No balneário do Pavilhão Municipal de Oliveira do Hospital, António Gouveia, nove anos senta-se ao lado do rapaz loiro e de olhos azuis e começa a gesticular. Entre os novos colegas de equipa não parece haver dificuldade na comunicação. “Não é bem falar, é comunicar com gestos. Isto é fixe, isto é olá, não comunicamos em ucraniano mas por gestos ele entende”, garante o atleta, elogiando a vinda do novo colega.
“Vai ser uma experiência boa, obviamente que para ele vai ser mais difícil, porque não é no gelo, mas não vai haver problema porque ele fica à baliza”, observa, pegando no stick para jogar a bola, que no gelo tem a designação de disco.
Com oito anos, Anatoly Svistun, sorri timidamente. Teve de deixar Kiev onde jogava hóquei no gelo, representando o Hockey Club Sokil Kyiv, uma equipa da Liga Profissional com sede na capital da Ucrânia. Participou em torneios ucranianos e internacionais.

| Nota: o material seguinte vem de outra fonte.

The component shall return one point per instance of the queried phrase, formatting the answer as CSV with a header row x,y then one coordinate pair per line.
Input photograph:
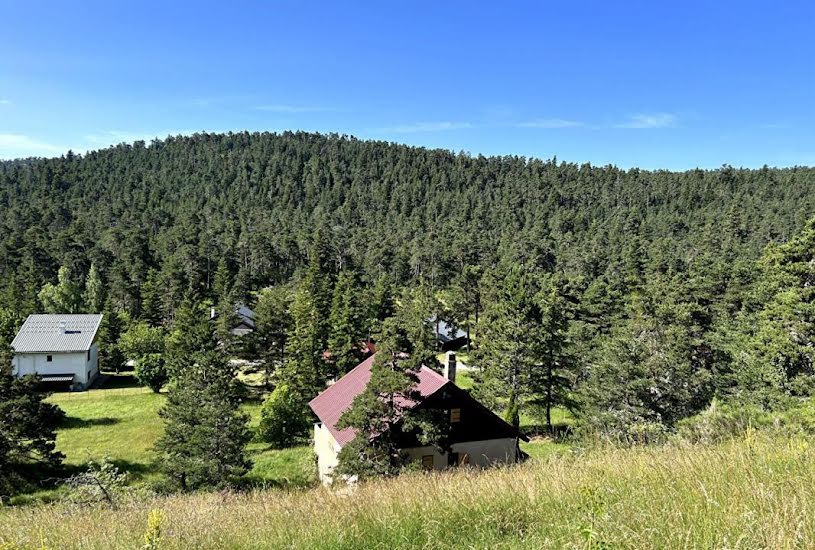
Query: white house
x,y
478,436
244,320
60,348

Já tinha experimentado patins de quatro rodas, mas é no gelo que se sente em casa. “Ele diz que está bem, mas sonha em patinar no gelo”, insiste a tradutora Antonina Fishchenko, 32 anos, a trabalhar há seis numa grande superfície comercial em Oliveira do Hospital. Está sem notícias da avó que vive em Donetsk.
Por estes dias ajuda na comunicação quando ela ainda acontece.
Em Oliveira do Hospital não há gelo, mas Jorge Gouveia, 45 anos, diretor da Secção de Patinagem garante que tudo vai fazer pelo acolhimento do novo atleta. “No escalão dos sub-9, com meninos entre os sete e nove anos, vamos fazer a integração com a mesma valência de guarda-redes e que seja uma mais valia estar inserido numa equipa. O desporto é importante, mas mais importante é tê-lo fora daquele ambiente de guerra, distrair-se um bocadinho. Fazemos dois treinos semanais e vamos conseguir inseri-lo e federá-lo para que possa estar nos torneios e possa ter um seguro. A associação de Patinagem de Coimbra, cedeu-nos gratuitamente essa inscrição, temos apoios e patrocinadores para equipamentos”, revela o responsável.
“Temos uma pessoa em comum, que está envolvida no meio do desporto, com empresa mundial nessa área e com representação de atletas e questionou-me se havia a possibilidade de receber um atleta da Ucrânia e aceitámos este desafio, não merecem o que estão a passar e merecem fazer o que mais gostam”, explica Jorge Gouveia sobre o processo da vinda do jovem para aquela equipa.
Vladimir Svistun, 40 anos, construtor civil é o pai do novo guarda-redes de Oliveira do Hospital. Fugiu da guerra com a mulher e 4 filhos. “Tive sorte, porque era cada vez mais difícil sair”, conclui, enquanto assiste aos treinos na companhia da filha Lyudmila, 10 anos.
“Gosto de estar aqui mas vou voltar para trás, lá tenho os meus amigos, o meu mundo”, confessa a irmã de Anatoly.
A família chegou dia 28 de fevereiro à Figueira da Foz, onde já tinham familiares com nacionalidade portuguesa à sua espera.